Rules of using Optional

  • A variable of Optional type should never be null.

  • Fields with the Optional type are useless: checking for "not empty" of this field is no better than checking for null, the price is an additional object.

  • Never put Optional in a collection.

  • In general, Optional is for return values, not method arguments.

When streams should not be used

What’s wrong?

collection.stream().forEach(...)

The Collection class already has a forEach method, you do not need to create a stream.

What’s wrong?

collection.stream().collect(Collectors.toList())
collection.stream().collect(Collectors.toSet())
/*more efficient*/
new ArrayList<>(collection)
new HashSet<>(collection)

What’s wrong?

collection.stream().max(Comparator.naturalOrder()).get()
/*Same with less garbage*/
Collections.max(collection)

What did the author want to say?

stream.sorted(comparator).findFirst()
stream.min(comparator)

How to improve?

stream.collect(Collectors.counting())
/*counting(), maxBy(), minBy(), reducing(), mapping(), etc collectors
are intended to be used in cascading groupingBy operations only!*/
stream.count()

What’s wrong?!

collection.stream().count()
/*Without counting the elements one after another!*/
collection.size()

How to improve?

listOfLists.stream().flatMap(List::stream).count()
/*The number of elements in each sublist is known!*/
listOfLists.stream().mapToInt(List::size).sum()

How to improve?

stream.filter(condition).findFirst().isPresent()
/*Why getting the element itself if we just need to check its presence?*/
stream.anyMatch(condition)

How to improve?

stream.filter(condition).anyMatch(x -> true)
stream.map(condition).anyMatch(b -> b)
stream.map(condition).anyMatch(Boolean::booleanValue)
stream.map(condition).anyMatch(Boolean.TRUE::equals)
/*Intricate variations on a trivial theme*/
stream.anyMatch(condition)

How to improve?!

if(stream.filter(condition).count() > 0)
/*This example is even worse than the previous ones,
because it traverses the whole stream!

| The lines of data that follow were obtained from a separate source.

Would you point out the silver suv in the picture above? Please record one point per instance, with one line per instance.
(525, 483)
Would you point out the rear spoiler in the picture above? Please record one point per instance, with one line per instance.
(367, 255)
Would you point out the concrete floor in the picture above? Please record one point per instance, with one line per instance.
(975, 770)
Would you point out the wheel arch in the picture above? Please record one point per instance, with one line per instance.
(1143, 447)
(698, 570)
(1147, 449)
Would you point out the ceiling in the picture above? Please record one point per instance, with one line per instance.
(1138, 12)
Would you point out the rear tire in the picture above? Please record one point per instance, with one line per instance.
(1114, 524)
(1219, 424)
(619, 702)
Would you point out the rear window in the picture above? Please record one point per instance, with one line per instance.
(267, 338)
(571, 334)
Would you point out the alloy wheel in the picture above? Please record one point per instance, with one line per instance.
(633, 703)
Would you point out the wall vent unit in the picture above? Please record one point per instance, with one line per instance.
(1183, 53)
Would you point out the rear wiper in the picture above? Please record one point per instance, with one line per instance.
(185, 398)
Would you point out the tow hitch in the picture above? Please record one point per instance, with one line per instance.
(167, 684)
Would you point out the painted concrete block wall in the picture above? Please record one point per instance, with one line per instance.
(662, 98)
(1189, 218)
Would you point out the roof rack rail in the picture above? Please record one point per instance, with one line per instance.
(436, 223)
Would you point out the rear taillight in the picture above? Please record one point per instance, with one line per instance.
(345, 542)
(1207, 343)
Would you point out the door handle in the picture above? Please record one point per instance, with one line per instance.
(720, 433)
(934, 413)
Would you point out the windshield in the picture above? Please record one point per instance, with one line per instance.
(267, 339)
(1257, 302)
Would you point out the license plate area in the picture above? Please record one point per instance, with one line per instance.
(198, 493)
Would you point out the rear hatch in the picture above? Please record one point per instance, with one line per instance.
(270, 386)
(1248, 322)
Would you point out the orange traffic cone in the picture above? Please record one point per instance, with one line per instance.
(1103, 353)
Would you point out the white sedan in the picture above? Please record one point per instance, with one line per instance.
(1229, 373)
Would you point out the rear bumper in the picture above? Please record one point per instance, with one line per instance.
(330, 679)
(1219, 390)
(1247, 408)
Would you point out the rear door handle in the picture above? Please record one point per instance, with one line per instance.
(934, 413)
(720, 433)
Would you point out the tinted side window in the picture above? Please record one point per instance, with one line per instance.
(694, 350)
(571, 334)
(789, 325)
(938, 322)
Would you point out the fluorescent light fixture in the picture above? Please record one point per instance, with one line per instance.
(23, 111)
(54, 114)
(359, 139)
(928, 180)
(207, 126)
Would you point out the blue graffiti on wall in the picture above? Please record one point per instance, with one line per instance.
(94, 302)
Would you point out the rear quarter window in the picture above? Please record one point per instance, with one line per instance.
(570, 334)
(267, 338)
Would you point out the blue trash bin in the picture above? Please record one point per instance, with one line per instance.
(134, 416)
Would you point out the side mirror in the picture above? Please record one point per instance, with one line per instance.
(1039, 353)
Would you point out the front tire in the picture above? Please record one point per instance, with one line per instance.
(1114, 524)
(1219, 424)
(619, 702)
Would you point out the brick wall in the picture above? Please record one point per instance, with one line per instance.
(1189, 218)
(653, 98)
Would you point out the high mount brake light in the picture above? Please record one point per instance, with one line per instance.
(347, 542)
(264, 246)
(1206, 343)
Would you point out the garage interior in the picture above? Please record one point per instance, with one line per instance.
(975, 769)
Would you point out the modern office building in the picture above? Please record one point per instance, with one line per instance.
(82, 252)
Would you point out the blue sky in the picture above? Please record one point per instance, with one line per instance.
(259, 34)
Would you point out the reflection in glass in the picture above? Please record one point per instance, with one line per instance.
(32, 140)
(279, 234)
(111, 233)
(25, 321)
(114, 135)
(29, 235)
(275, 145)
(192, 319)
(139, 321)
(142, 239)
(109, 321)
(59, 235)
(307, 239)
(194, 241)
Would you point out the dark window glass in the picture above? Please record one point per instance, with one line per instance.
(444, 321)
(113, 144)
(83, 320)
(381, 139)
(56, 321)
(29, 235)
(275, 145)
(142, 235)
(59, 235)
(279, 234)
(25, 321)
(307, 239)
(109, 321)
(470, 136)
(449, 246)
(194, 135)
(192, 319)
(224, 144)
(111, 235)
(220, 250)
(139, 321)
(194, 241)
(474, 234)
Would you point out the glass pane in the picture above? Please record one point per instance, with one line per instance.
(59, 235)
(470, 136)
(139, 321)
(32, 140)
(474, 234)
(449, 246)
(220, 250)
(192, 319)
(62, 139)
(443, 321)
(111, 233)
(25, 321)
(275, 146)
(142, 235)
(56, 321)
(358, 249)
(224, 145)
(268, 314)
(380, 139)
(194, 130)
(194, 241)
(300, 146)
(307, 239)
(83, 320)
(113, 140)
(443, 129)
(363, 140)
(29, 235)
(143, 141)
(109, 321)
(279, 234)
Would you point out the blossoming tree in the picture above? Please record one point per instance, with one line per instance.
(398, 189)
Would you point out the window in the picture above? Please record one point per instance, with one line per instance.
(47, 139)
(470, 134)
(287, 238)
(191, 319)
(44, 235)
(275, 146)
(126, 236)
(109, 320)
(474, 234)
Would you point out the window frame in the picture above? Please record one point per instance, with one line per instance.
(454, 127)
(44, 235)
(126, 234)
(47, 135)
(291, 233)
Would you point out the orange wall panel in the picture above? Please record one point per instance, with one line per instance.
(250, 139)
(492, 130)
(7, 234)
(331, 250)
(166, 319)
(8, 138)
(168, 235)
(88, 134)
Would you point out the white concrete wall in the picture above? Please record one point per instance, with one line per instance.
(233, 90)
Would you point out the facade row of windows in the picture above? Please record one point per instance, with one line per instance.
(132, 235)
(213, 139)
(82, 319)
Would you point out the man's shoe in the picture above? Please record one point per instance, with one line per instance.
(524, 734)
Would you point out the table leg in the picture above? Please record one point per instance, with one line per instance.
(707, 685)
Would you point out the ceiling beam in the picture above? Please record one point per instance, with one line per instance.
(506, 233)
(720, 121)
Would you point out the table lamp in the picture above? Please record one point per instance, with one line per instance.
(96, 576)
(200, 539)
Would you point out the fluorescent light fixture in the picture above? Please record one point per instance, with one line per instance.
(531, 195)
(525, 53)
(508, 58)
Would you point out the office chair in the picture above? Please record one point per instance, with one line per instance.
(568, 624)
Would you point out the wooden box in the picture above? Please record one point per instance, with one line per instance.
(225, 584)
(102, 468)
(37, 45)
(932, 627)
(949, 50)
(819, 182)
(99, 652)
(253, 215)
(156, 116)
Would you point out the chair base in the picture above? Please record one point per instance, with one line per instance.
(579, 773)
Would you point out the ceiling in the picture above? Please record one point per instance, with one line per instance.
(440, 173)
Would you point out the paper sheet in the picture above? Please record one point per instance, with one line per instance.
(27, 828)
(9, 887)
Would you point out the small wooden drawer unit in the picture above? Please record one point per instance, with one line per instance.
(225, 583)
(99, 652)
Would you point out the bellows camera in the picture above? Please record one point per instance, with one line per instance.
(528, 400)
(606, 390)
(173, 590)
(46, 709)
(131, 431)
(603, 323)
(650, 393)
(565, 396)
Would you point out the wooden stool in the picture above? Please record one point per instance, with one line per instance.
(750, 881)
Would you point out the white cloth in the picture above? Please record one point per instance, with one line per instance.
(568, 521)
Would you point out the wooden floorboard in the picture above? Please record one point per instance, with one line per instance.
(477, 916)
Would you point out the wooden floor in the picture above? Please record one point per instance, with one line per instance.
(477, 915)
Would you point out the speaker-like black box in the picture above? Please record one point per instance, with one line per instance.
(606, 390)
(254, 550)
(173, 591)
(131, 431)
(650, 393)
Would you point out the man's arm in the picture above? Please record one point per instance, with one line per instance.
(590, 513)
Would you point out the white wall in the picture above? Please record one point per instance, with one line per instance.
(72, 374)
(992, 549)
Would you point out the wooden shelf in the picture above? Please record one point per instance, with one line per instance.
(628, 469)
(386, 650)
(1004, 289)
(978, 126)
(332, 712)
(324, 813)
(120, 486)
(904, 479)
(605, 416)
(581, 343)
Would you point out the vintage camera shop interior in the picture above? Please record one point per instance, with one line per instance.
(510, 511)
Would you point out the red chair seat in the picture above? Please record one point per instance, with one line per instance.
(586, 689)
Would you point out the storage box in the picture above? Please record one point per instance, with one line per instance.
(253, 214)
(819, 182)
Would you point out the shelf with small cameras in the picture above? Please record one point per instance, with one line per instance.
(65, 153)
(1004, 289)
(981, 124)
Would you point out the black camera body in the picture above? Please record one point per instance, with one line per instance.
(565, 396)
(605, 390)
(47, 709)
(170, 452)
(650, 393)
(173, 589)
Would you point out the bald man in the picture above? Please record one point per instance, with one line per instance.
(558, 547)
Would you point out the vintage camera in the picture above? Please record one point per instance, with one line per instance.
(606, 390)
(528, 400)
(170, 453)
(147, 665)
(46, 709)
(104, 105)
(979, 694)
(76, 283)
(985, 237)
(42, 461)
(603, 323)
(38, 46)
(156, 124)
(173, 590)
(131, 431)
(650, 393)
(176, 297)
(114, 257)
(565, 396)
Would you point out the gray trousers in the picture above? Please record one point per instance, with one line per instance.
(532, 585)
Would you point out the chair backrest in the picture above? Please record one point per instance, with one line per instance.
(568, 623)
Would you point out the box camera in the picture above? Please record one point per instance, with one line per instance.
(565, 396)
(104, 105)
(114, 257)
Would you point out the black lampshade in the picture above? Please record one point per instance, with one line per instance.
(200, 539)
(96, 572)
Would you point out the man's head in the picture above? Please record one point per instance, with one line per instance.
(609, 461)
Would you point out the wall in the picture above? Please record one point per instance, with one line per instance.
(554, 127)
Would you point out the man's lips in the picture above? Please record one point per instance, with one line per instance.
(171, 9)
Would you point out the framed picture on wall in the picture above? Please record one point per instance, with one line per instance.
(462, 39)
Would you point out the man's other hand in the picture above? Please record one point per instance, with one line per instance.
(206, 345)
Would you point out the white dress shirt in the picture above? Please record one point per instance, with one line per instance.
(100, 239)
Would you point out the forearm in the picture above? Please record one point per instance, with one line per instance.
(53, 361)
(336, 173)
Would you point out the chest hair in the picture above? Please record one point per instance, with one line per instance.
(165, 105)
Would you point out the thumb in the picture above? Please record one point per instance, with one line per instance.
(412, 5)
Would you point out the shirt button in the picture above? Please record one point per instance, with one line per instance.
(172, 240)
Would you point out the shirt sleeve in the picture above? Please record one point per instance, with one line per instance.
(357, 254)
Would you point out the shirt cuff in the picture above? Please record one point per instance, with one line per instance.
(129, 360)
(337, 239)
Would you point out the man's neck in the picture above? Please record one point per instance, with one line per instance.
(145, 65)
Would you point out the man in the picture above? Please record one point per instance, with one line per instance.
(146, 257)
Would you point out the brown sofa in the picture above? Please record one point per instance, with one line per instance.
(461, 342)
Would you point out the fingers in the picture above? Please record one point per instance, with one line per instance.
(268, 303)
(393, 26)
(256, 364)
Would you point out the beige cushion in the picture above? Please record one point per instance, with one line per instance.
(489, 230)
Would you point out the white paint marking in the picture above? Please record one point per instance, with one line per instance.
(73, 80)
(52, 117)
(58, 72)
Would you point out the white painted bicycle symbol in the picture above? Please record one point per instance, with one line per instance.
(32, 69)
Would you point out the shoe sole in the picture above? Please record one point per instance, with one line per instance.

And the solution is the same:*/
if(stream.anyMatch(condition))

How to improve?!

if(stream.count() > 2)
/*We don't care how many there are if there are more than two*/
stream.limit(3).count()

Conclusions

  • The "declarative" approach, "describing what, not as" does not devalue the understanding of how the calculation occurs.

  • Streams should be used wisely, and there are many cases where they should not be used.